[Python-Dev] an idea for improving struct.unpack api

Thu Jan 6 09:33:20 CET 2005

On 2005 Jan 06, at 06:27, Ilya Sandler wrote:
    ...
> We could have an optional offset argument for
>
> unpack(format, buffer, offset=None)

I do agree on one concept here: when a function wants a string argument 
S, and the value for that string argument S is likely to come from some 
other bigger string Z as a subset Z[O:O+L], being able to optionally 
specify Z, O and L (or the endpoint, O+L), rather than having to do the 
slicing, can be a simplification and a substantial speedup.

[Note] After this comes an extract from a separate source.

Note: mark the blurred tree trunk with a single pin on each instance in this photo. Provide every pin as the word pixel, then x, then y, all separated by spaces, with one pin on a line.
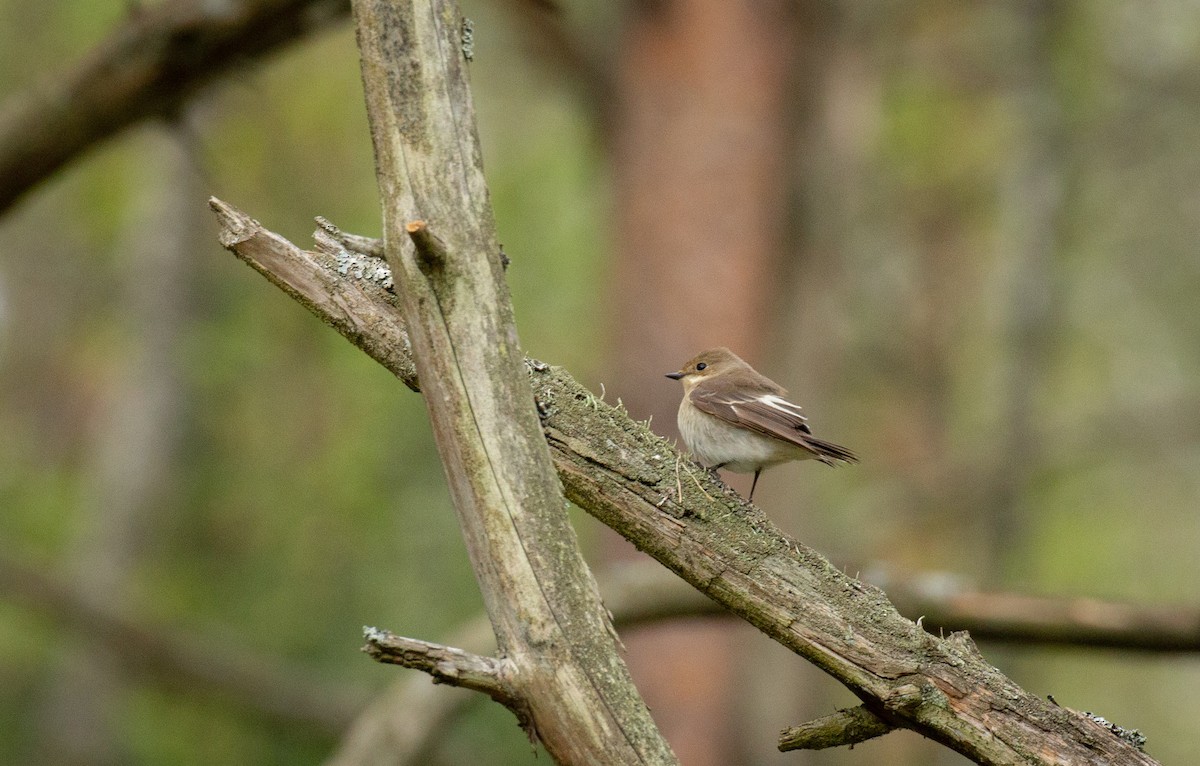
pixel 132 461
pixel 701 196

When I had this kind of problem in the past I approached it with the 
buffer built-in.  Say I've slurped in a whole not-too-huge binary file 
into `data', and now need to unpack several pieces of it from different 
offsets; rather than:
     somestuff = struct.unpack(fmt, data[offs:offs+struct.calcsize(fmt)])
I can use:
     somestuff = struct.unpack(fmt, buffer(data, offs, 
struct.calcsize(fmt)))
as a kind of "virtual slicing".  Besides the vague-to-me "impending 
deprecation" state of the buffer builtin, there is some advantage, but 
it's a bit modest.  If I could pass data and offs directly to 
struct.unpack and thus avoid churning of one-use readonly buffer 
objects I'd probably be happier.

As for "passing offset implies the length is calcsize(fmt)" 
sub-concept, I find that slightly more controversial.  It's convenient, 
but somewhat ambiguous; in other cases (e.g. string methods) passing a 
start/offset and no end/length means to go to the end.  Maybe something 
more explicit, such as a length= parameter with a default of None 
(meaning "go to the end") but which can be explicitly passed as -1 to 
mean "use calcsize internally", might go down better.

As for the next part:

> the offset argument is an object which contains a single integer field
> which gets incremented inside unpack() to point to the next byte.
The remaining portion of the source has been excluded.